For the first time since Charles de Gaulle designed a new constitution in 1958, France has a president from one party and a prime minister from another. No one knows how the power-sharing between the Socialist Party and its conservative adversaries will work out, but earlier concerns over the possibility of political paralysis were diminished by the surprising closeness of the vote in Sunday's parliamentary elections.
Close to 20% of the vote was evenly divided between the Communists--whose decline as a major political force was confirmed--and the racist, right-wing National Front, which will be represented in the National Assembly for the first time. Despite the rise of the National Front, most French citizens obviously voted for moderation.
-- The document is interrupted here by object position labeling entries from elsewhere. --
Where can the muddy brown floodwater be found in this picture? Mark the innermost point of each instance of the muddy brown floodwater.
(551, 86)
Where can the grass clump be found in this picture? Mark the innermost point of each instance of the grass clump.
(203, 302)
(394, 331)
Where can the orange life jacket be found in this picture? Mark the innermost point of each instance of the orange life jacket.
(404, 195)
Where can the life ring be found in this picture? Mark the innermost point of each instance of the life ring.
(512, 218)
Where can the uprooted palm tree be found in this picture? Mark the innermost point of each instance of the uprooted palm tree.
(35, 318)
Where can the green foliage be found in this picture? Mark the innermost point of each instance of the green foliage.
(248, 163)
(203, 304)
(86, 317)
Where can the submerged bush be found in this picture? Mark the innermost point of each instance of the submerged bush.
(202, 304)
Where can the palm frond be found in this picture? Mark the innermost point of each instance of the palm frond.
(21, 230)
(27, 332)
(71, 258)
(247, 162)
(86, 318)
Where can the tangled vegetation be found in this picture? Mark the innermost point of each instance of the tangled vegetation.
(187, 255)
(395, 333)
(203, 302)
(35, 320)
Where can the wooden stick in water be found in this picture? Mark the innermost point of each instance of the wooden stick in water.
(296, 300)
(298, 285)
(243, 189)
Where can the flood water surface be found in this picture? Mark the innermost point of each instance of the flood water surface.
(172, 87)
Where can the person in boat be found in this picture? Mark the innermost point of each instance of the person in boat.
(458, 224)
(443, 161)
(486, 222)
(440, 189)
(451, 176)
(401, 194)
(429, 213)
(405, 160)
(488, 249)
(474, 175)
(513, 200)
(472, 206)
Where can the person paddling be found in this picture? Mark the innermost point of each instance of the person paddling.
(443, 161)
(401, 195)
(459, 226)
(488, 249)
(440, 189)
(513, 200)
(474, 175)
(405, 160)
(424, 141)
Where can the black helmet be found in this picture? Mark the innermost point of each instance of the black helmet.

President Francois Mitterrand's Socialists lost their majority in the National Assembly, as was expected. But the two large right-of-center parties will actually need the help of 14 independent conservatives to form a parliamentary majority. With Mitterrand still in the presidentialpalace, conservative parties will have trouble keeping their campaign promises to turn most government-owned businesses back to private enterprise and remove the barriers to dismissal of surplus workers.
Under the French constitution the president and the prime minister share responsibility for policymaking--a situation that causes no problems when both are from the same party, but invites partisan conflict when they are not.
A whole fistful of prominent French politicians will be trying to position themselves for the 1988 presidential election. Jacques Chirac, head of the neo-Gaullist Rally for the Republic party and Mitterrand's choice to be prime minister, is one. Another is former President Valery Giscard d'Estaing, leader of the Union for French Democracy. Their posturing for votes could take a nationalistic turn that would be uncomfortable for France's allies. But that will be tempered by the fact that the Socialists and the major conservative parties all support a strong defense and cooperation with allied countries. Even on domestic issues, the ideological divide is not as wide as it used to be.
Then, too, Mitterrand and presidential aspirants of the right will want to avoid blame for paralyzing the French government through excessive partisanship--especially in light of the close election.
The fact remains, though, that the French political system is moving into uncharted waters, and that it will be very difficult for a divided government to act with the authority and cohesion that has been the hallmark of French democracy for more than a quarter-century.